3. SUPER APPS WILL BE A DIFFERENTIATOR
As BNPL players scale and increase engagement, we can expect to see super apps offering a combination of shopping, financing, payments, and banking products. Klarna, Affirm and PayPal have already joined the fray and launched their own super apps. Klarna’s super app transforms the BNPL giant into an end-to-end shopping hub, enabling shoppers to use their instalment service at any online retailer, whether they are partnered with Klarna or not. PayPal’s super app offers an all-in-one financial and shopping solution.
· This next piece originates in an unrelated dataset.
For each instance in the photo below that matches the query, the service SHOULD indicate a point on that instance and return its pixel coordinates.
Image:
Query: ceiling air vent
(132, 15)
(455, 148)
PayPal CEO Dan Schulman said the company wanted to provide customers with a “customized and unique shopping, financial services, and payments experience”.
In the emerging Middle Eastern and Central Asian markets, ZoodPay is one of the first super apps using BNPL to enable financial inclusion across the region. It integrates with a marketplace of merchants to offer instalment payments to the underbanked, both online and in-store.
The unique selling point of super apps is that they offer an integrated, seamless, and efficient experience without having to switch between apps. As competition heats up, super apps will be a big differentiator in the BNPL industry. To gain a competitive advantage and engage consumers through the entire sales journey, the app must securely and seamlessly interact with multiple partner platforms and marketplaces and provide a fast and frictionless payment experience.
4. OPEN BANKING WILL TRANSFORM CREDIT RISK AND AFFORDABILITY CHECKS
Most BNPL providers only complete a very basic credit assessment, usually through a combination of soft credit checks and previous repayment history. This will change with impending regulatory oversight. In the UK, the Financial Conduct Authority (FCA) wants affordability to be fully aligned with credit risk checks. The challenge will be balancing the risk against the customer experience.
Payment fraud systems must have the ability to analyse data in real time and generate accurate credit risk predictions without sacrificing the merchant checkout experience. Enter Open Banking! Real-time access to customer data, predictive analytics, and decisioning software will enable BNPL providers to effectively assess consumers’ creditworthiness, while providing a frictionless customer experience.
BNPL providers should develop an Open Banking strategy and start building their platforms, partnering with third-party providers or making acquisitions in preparation for regulation. Open Banking will transform the way credit risk and affordability checks are done and enable BNPL lenders to make more accurate affordability and lending decisions.
CONCLUSION
Buy Now Pay Later is expanding across industries and competing with banks for revenue share, and the time is ripe for disruption. Banks and larger competitors, such as global merchants, entering the BNPL arena must carefully consider their market strategy and build compelling and scalable business models to stay competitive.
Key to this is an engaging, customer-friendly app and integrations with shopping carts and other partner platforms. For the big players, those entering the super app market early will gain a competitive advantage – and those that don’t will lose out.
All BNPL players must also be prepared to assess consumer affordability; for some, this will mean replacing legacy technology with real-time risk analytics and decisioning engines, using AI and machine learning. The use of Open Banking APIs will also be instrumental in providing a fast credit decision and seamless customer experience.
There are several industry trends and regulatory changes driving this disruption, but I think the four discussed will be significant in defining the next chapter of BNPL and its global impact on consumer protection, customer experience, and financial inclusion.